In spite of a number of advantages of human adenovirus (HAd) vectors as a delivery system for a variety of gene therapy and vaccine applications, the vector immunity is one of the major disadvantages associated with these vectors. This is due to the presence of preexisting HAd-specific immunity in the majority of the human population and the development of a vector-specific immune response following the first inoculation. HAd-specific immunity significantly lowers the efficiency of HAd vector uptake following readministration of the same vector and thus drastically reduces the levels and duration of transgene expression. Another major concern associated with HAd vectors is an acute inflammatory response and hepatotoxicity caused by activation of innate immunity. Our hypothesis is that the primary receptors for HAd5, bovine adenovirus type 3 (BAd3) and porcine adenovirus type 3 (PAd3) are distinct, and therefore, the repertoire of cell types transduced by these adenoviral vectors will be different. This proposal addresses the core issue of eluding vector immunity by sequential administration of human and nonhuman adenoviral vectors. This will avoid toxicity and allow a reduction of the vector dose per inoculation without compromising the therapeutic effect.
Under Specific Aim 1, the efficacy of nonhuman adenoviral vectors for gene therapy will be evaluated. In particular, transduction efficiency, the level and persistence of the vector and expression of the vector gene/s will be determined.

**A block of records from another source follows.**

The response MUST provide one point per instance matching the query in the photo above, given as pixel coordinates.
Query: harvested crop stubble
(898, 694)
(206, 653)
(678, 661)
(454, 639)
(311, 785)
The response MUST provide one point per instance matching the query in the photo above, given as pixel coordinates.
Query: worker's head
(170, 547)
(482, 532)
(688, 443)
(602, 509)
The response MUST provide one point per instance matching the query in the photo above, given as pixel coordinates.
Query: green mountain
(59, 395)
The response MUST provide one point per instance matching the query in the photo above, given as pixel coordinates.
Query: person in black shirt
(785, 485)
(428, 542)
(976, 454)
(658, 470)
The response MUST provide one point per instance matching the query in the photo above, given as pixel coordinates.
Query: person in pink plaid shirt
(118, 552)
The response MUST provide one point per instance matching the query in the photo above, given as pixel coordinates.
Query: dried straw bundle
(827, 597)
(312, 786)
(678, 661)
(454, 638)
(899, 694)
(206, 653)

Specific Aim 2 addresses the role of known adenoviral receptors and co-receptors in internalization of nonhuman adenoviral vectors. Subsequently, a series of in vivo experiments will be conducted to evaluate the usefulness of sequential administration of human and nonhuman adenoviral vectors in circumventing the vector-specific immune response and toxicity (Specific Aim 3). These in vivo experiments will be done in normal immunocompetent mice and major histocompatibility complex (MHC) class I-deficient mice to determine the role of cytotoxic T cells in limiting vector transduction, persistence and biodistribution. Additional experiments will be carried out in a mouse model of breast cancer to determine if differences in gene expression and toxicity occur following intravenous vs. intratumoral inoculation. The successful completion of this project should provide an effective strategy for circumvention of adenoviral vector immunity and toxicity for gene therapy applications.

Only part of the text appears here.